Greenleaf Bills on DNA Testing and Leased Vehicles Pass Senate

HARRISBURG—The Pennsylvania Senate has approved two separate measures offered by Sen. Stewart J. Greenleaf. One bill would provide for exculpatory DNA testing for inmates and the other would include leased vehicles under the consumer protections of the state’s auto lemon law.

Senate Bill 589 would offer DNA testing to eligible prisoners seeking to prove their innocence, and for death row inmates trying to show their innocence of the crime or of an aggravating circumstance that led to the imposition of the death penalty. Under the bill, death row inmates would be able to seek DNA testing also for the purpose of demonstrating a mitigating circumstance that might lead to reducing a sentence of death to one of life imprisonment.

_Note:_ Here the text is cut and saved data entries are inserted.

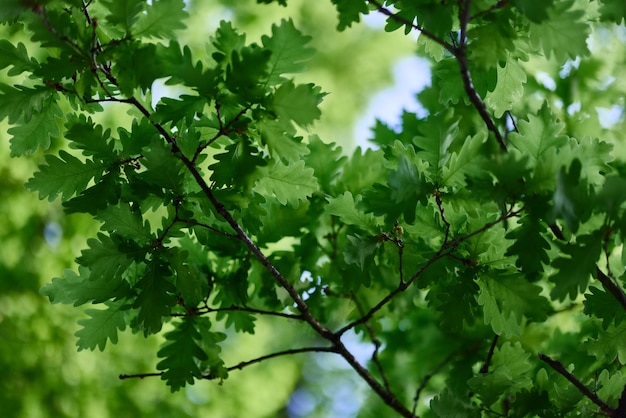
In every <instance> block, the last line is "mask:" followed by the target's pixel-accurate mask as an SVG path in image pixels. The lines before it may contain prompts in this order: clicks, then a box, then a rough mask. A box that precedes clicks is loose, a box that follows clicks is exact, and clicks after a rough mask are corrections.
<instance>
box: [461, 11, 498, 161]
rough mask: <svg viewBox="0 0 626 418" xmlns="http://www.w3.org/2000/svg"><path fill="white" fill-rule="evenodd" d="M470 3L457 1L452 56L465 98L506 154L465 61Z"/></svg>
mask: <svg viewBox="0 0 626 418" xmlns="http://www.w3.org/2000/svg"><path fill="white" fill-rule="evenodd" d="M470 3H471V0H459V24H460V26H461V35H460V39H459V46H458V47H456V48H454V50H453V54H454V56H455V58H456V60H457V62H458V63H459V69H460V71H461V78H462V79H463V87H464V88H465V93H466V94H467V97H468V98H469V99H470V102H471V103H472V105H473V106H474V108H476V110H477V111H478V114H479V115H480V117H481V118H482V120H483V122H485V125H486V126H487V129H488V130H489V131H491V132H492V133H493V134H494V136H495V138H496V141H498V145H500V149H501V150H502V151H504V152H506V151H507V147H506V144H505V143H504V138H503V137H502V134H501V133H500V130H499V129H498V127H497V126H496V124H495V123H494V121H493V119H492V117H491V115H490V114H489V111H488V110H487V106H485V102H483V100H482V99H481V98H480V96H479V95H478V92H477V91H476V88H475V87H474V83H473V82H472V75H471V73H470V70H469V61H468V60H467V25H468V23H469V21H470V15H469V10H470Z"/></svg>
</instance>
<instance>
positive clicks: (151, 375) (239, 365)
mask: <svg viewBox="0 0 626 418" xmlns="http://www.w3.org/2000/svg"><path fill="white" fill-rule="evenodd" d="M336 352H337V351H336V349H335V347H303V348H292V349H289V350H283V351H278V352H276V353H271V354H266V355H264V356H261V357H257V358H254V359H252V360H248V361H242V362H240V363H238V364H235V365H234V366H230V367H227V368H226V370H227V371H229V372H232V371H233V370H242V369H244V368H245V367H248V366H251V365H253V364H257V363H261V362H262V361H265V360H269V359H273V358H276V357H282V356H289V355H294V354H301V353H336ZM163 373H164V372H158V373H137V374H120V375H119V379H120V380H125V379H144V378H146V377H156V376H162V375H163ZM216 378H217V376H214V375H212V374H206V375H203V376H202V379H205V380H213V379H216Z"/></svg>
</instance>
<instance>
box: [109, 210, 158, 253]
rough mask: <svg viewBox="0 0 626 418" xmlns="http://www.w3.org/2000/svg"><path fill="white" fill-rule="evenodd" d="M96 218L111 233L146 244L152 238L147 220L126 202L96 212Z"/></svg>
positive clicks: (151, 238)
mask: <svg viewBox="0 0 626 418" xmlns="http://www.w3.org/2000/svg"><path fill="white" fill-rule="evenodd" d="M97 218H98V219H99V220H101V221H102V222H104V224H103V225H102V229H103V230H105V231H108V232H109V233H111V234H113V233H115V234H118V235H120V236H122V237H124V238H128V239H133V240H135V241H136V242H137V243H139V244H148V243H150V242H151V241H152V239H153V236H152V233H151V232H150V225H149V224H148V221H145V223H144V222H143V219H142V217H141V213H140V212H139V211H137V210H132V208H131V207H130V205H129V204H128V203H122V204H120V205H117V206H108V207H107V208H106V209H105V210H103V211H100V212H98V215H97Z"/></svg>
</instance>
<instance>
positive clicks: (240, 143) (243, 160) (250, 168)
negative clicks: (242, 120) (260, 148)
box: [209, 137, 266, 186]
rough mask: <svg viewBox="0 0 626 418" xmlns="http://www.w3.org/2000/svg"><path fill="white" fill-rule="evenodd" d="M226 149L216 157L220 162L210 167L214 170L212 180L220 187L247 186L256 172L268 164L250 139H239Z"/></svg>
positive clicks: (237, 138)
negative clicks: (263, 158) (252, 143)
mask: <svg viewBox="0 0 626 418" xmlns="http://www.w3.org/2000/svg"><path fill="white" fill-rule="evenodd" d="M225 149H226V152H223V153H220V154H217V155H215V159H216V160H217V161H218V162H217V163H215V164H212V165H210V166H209V168H210V169H211V170H213V173H212V174H211V180H212V181H214V182H215V184H216V185H218V186H223V185H234V186H239V185H247V183H248V182H249V181H250V180H249V177H250V175H251V174H252V173H253V172H254V170H255V169H257V167H261V166H264V165H265V164H266V162H265V160H263V158H261V157H260V156H259V154H258V150H257V149H256V148H255V147H254V146H252V143H251V142H250V140H249V139H248V138H245V137H241V138H237V139H235V140H234V141H233V142H232V143H231V144H229V145H227V146H226V148H225Z"/></svg>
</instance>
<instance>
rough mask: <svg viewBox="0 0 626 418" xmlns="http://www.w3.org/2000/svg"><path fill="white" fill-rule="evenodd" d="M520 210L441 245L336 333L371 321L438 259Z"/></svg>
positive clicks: (498, 217)
mask: <svg viewBox="0 0 626 418" xmlns="http://www.w3.org/2000/svg"><path fill="white" fill-rule="evenodd" d="M519 213H520V211H513V210H511V211H509V212H508V213H505V214H503V215H501V216H499V217H498V219H496V220H495V221H493V222H489V223H487V224H485V225H484V226H482V227H481V228H479V229H477V230H475V231H473V232H470V233H469V234H467V235H465V236H463V237H461V238H457V239H453V240H451V241H450V242H448V243H446V244H443V245H442V246H441V248H439V251H437V253H436V254H435V255H433V256H432V257H431V258H430V259H429V260H428V261H426V262H425V263H424V264H423V265H422V266H421V267H420V268H419V269H418V270H417V271H416V272H415V274H413V276H411V278H410V279H409V280H407V281H406V282H403V283H401V284H400V285H399V286H398V287H396V288H395V289H394V290H392V291H391V292H390V293H389V294H388V295H387V296H385V297H384V298H383V299H382V300H381V301H380V302H378V303H377V304H376V305H375V306H374V307H373V308H371V309H370V310H369V311H368V312H367V314H365V315H364V316H362V317H361V318H359V319H356V320H354V321H352V322H350V323H349V324H347V325H345V326H344V327H343V328H341V329H340V330H338V331H336V332H335V334H336V335H337V336H338V337H340V336H341V335H343V334H344V333H345V332H346V331H348V330H350V329H352V328H354V327H355V326H357V325H360V324H363V323H365V322H366V321H369V320H370V318H372V317H373V316H374V315H375V314H376V312H378V311H379V310H381V309H382V308H383V307H384V306H385V305H387V304H388V303H389V302H390V301H391V300H392V299H393V298H394V297H396V296H397V295H398V294H400V293H402V292H404V291H405V290H406V289H408V288H409V286H411V285H412V284H413V282H415V280H417V278H418V277H419V276H421V275H422V273H424V271H425V270H426V269H427V268H428V267H430V266H431V265H432V264H434V263H435V262H436V261H438V260H439V259H441V258H443V257H446V256H448V255H450V254H451V253H453V252H454V251H455V250H456V247H458V245H459V244H460V243H462V242H465V241H467V240H468V239H470V238H472V237H473V236H475V235H478V234H480V233H483V232H485V231H487V230H488V229H490V228H493V227H494V226H495V225H497V224H499V223H500V222H502V221H503V220H505V219H508V218H511V217H513V216H517V215H519Z"/></svg>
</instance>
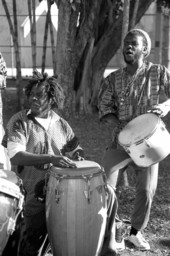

The measure would limit eligibility to those who were tried and incarcerated before the existence of forensic DNA technology, or in cases in which a defense counsel failed to seek testing or failed to receive testing for an indigent client because the state refused to pay for it.

Additionally, an applicant for testing must present a case that the identity of, or the participation in the crime by, the defendant was at issue in his conviction, and that the DNA testing would establish the applicant’s actual innocence. Also, the evidence to be tested must be found by the court to have been part of a chain of custody sufficient to establish that it was not subject to alteration. Testing would be done by a laboratory agreed upon by the applicant and the district attorney, and the applicant would pay the cost. However, if the applicant cannot pay, then the State Police laboratory would conduct the testing at the expense of the commonwealth.

Nineteen other states have laws providing for post-conviction testing as proposed in SB 589.

Under Senate Bill 286, Pennsylvania would join the 46 states that currently give automobile lemon law protections to consumers who lease vehicles.

Greenleaf said his bill would close a loophole in the commonwealth’s lemon law, which offers protections against defective vehicles to new car buyers but not to leasers. "Leased vehicles account for more than 35 percent of all new car transactions in the state," Greenleaf said

"Those who lease should be covered by the same protections as those who buy."